Features: When Mr. Singh first walked in to our clinic, he came with the severe scarring due to acne on the face, especially in the beard area. On careful examination there were multiple atrophic scars ranging from few millimeters to 1.5 cm2. Also there was loss of beard hair in those particular affected scars making those scars prominently visible when patient keeps the trimmed beard.
But there was no active lesion of acne at the time of examination. According to history, patient took the treatment for nodulocystic acne in past and since last few years he was not having any acne lesion.
Cause: The cause of acne is multifactorial and severity varies from person to person. Most of the patients have acne problem during their teenage and if not treated promptly and adequately, it may leave permanent scarring on the face.
Diagnosis: Diagnosis was made clinically on the basis on history and examination of affected area and did not require any special investigation.
Treatment: As the patient had no active lesion of acne, he did not require anything for that but the scarring and patches of alopecia in the beard were of cosmetic concern. He had consulted earlier also outside for hair transplant and had undergone a trial of 30 grafts of hair transplant as well. Thus, we also suggested him hair transplant in the affected areas to camouflage the scar and get the normal looking beard so he can even keep the trimmed hair in the beard without having visible scars on the beard. Around 1400 grafts were used to transplant in the scar area and to get the beard in perfect look.
Special attention was given in regards to following points during the surgery to create a natural look with best possible outcome as the scar tissue has minimal to no blood supply that can adversely affect the survival of implanted grafts.
The force required to create the slits is more as scar tissue is harder than the normal skin, so CTS blade must be sharp enough to penetrate the skin without much of the extra force.
Skin has to be fixed more firmly by taking help from assistant to decrease its fluidity to make the slits in proper direction with lowest possible angle.
The density is given less in the scar tissue in comparison to the beard recreation done in the normal circumstances. This is because the vascularity is less, so more grafts will require more vascularity for the survival which is not possible in case of scarring. Once the result of first surgery comes and if patient feels that the density is low, another sitting can be undertaken to increase the density to get the desired result as the nature of scar tissue will be changed slightly and the vascularity will be increasedto some extent because of the already growing hair due to previous surgery.This way a surgeon can achieve a good result with optimum survival of the implanted grafts.

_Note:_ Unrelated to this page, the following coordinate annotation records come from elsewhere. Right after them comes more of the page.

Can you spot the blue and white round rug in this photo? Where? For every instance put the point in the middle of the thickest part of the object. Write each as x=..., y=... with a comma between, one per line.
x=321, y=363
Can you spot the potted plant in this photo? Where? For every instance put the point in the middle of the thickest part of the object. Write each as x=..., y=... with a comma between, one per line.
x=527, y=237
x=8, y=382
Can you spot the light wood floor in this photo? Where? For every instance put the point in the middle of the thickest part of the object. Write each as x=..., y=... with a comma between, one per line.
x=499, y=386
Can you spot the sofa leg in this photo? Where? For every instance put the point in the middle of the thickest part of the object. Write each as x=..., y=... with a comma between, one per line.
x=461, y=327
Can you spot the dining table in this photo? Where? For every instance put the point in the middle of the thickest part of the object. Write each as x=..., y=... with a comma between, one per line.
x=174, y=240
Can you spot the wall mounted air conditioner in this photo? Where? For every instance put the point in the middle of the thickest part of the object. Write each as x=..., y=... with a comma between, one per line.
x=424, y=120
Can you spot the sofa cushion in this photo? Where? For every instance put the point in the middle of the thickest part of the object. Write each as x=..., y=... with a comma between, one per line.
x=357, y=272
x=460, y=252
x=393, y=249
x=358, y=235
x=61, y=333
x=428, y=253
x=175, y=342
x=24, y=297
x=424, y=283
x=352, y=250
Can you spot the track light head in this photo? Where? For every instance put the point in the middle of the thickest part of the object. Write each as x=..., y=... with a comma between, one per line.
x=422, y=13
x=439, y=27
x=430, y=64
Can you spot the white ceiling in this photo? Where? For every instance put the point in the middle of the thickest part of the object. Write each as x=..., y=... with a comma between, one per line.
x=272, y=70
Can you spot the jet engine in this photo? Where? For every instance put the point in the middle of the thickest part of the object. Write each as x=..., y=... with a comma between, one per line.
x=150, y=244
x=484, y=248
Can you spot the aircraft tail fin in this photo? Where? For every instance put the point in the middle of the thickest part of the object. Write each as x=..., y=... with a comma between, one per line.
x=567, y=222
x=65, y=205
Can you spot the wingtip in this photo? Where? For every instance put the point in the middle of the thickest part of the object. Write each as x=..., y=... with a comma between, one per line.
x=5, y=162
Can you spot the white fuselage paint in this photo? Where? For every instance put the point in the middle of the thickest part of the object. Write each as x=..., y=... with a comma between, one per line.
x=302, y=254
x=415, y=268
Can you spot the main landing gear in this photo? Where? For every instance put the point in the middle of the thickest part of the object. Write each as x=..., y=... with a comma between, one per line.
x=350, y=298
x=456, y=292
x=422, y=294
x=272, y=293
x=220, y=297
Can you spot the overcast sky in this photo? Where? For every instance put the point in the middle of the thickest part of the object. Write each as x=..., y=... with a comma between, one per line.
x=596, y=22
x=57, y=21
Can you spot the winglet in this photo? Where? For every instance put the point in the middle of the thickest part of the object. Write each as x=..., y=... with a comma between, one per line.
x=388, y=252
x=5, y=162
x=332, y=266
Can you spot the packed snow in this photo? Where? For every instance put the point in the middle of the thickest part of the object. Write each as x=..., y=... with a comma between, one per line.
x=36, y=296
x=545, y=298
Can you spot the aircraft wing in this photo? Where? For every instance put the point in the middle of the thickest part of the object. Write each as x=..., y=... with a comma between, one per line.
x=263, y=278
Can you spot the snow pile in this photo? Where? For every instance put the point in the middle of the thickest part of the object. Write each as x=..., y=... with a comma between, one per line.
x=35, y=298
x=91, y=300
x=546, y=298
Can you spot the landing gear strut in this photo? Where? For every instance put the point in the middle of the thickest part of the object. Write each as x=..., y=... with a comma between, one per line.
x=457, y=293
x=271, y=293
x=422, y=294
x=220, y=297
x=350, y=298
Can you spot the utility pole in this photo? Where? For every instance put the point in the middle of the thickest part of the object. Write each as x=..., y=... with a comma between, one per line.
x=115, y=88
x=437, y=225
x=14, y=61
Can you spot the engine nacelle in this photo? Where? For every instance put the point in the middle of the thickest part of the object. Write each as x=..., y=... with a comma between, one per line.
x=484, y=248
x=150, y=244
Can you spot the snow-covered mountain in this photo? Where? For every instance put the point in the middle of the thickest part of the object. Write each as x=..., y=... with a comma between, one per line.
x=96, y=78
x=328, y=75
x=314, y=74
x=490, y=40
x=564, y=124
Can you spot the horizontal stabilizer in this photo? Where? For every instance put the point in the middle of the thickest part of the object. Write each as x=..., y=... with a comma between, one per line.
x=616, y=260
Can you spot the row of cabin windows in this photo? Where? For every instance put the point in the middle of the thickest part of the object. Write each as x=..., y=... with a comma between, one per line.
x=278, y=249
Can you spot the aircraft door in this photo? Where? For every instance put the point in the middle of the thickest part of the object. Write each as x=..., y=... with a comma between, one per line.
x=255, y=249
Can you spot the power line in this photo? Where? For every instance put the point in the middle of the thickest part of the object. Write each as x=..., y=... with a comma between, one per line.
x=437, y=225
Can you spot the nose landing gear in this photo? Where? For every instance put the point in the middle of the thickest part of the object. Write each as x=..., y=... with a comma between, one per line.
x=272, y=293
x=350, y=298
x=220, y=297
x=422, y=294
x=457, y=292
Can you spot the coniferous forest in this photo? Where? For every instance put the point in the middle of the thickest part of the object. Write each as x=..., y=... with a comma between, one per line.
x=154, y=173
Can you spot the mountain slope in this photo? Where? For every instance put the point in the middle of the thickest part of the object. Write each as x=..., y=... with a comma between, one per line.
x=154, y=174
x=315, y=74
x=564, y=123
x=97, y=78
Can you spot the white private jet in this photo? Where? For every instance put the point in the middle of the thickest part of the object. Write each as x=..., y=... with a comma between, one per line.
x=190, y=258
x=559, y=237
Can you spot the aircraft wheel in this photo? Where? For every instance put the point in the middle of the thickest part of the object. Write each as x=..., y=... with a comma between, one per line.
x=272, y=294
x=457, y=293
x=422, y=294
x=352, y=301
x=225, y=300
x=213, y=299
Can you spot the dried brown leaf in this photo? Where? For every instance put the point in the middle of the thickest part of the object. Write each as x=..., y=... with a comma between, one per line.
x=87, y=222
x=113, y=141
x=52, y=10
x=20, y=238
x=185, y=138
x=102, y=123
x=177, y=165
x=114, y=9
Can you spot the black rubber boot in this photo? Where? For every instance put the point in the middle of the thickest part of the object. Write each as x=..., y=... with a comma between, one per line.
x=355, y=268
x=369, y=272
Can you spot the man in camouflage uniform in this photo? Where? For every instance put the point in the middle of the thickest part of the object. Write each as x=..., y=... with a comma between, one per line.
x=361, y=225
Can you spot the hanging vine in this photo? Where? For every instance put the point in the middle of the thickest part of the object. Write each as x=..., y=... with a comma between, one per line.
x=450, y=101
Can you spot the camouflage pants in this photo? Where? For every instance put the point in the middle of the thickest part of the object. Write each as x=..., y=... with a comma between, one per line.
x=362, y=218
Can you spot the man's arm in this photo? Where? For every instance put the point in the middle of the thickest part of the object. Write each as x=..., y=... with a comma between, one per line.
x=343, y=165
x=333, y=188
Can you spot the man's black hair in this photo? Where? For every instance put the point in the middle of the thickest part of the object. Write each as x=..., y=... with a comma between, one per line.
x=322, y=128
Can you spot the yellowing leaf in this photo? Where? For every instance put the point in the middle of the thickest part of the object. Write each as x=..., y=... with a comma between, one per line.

The caliber of the beard hair is more in comparison to the scalp hair, so hair must be extracted from the center part of the occiput where the hair are thicker than the other area. Beard hair mostly contains single hair, so surgeon may choose only single and double hair grafts to match it.
In the small and very superficial scars which are minimally visible or just visible because of the absence of hair, single hair grafts are preferred. Such scars were mainly present in the cheek portion of beard in our patient. The larger scars were mainly present along the jaw line. We implanted two and three hair grafts in such scars are density given was already low so create a volume we preferred such grafts. The idea behind this is though we are implanting less number of grafts with low density the more number of hairs will grow which can camouflage the area effectively. Further the lower area is less visible if patient grows beard hair slightly longer so despite of having three hair grafts it won’t look unnatural.
Another reason for using the larger grafts with two and three hair in the bigger scar tissue is that the inelasticity of the scar tissue, so the slits tends to become wider and bigger during the manipulation which sometime do not collapse even when the stretching is released so can’t hold the smaller grafts properly in the same angle and direction.
Following are the pre and post procedure photographs. Now patient is happy as scars are not visible and he can keep the trimmer hair on beard.
PreOp Pics
Imm Post-Op Pics
Conclusion: Beard hair translation can be considered in a patient with patchy alopecia in beard due to various causes once the primary cause for the alopecia is no longer active. It can also be used as method of camouflage to hide the scars in beard area if patient is ready to keep the sufficient length of beard hair.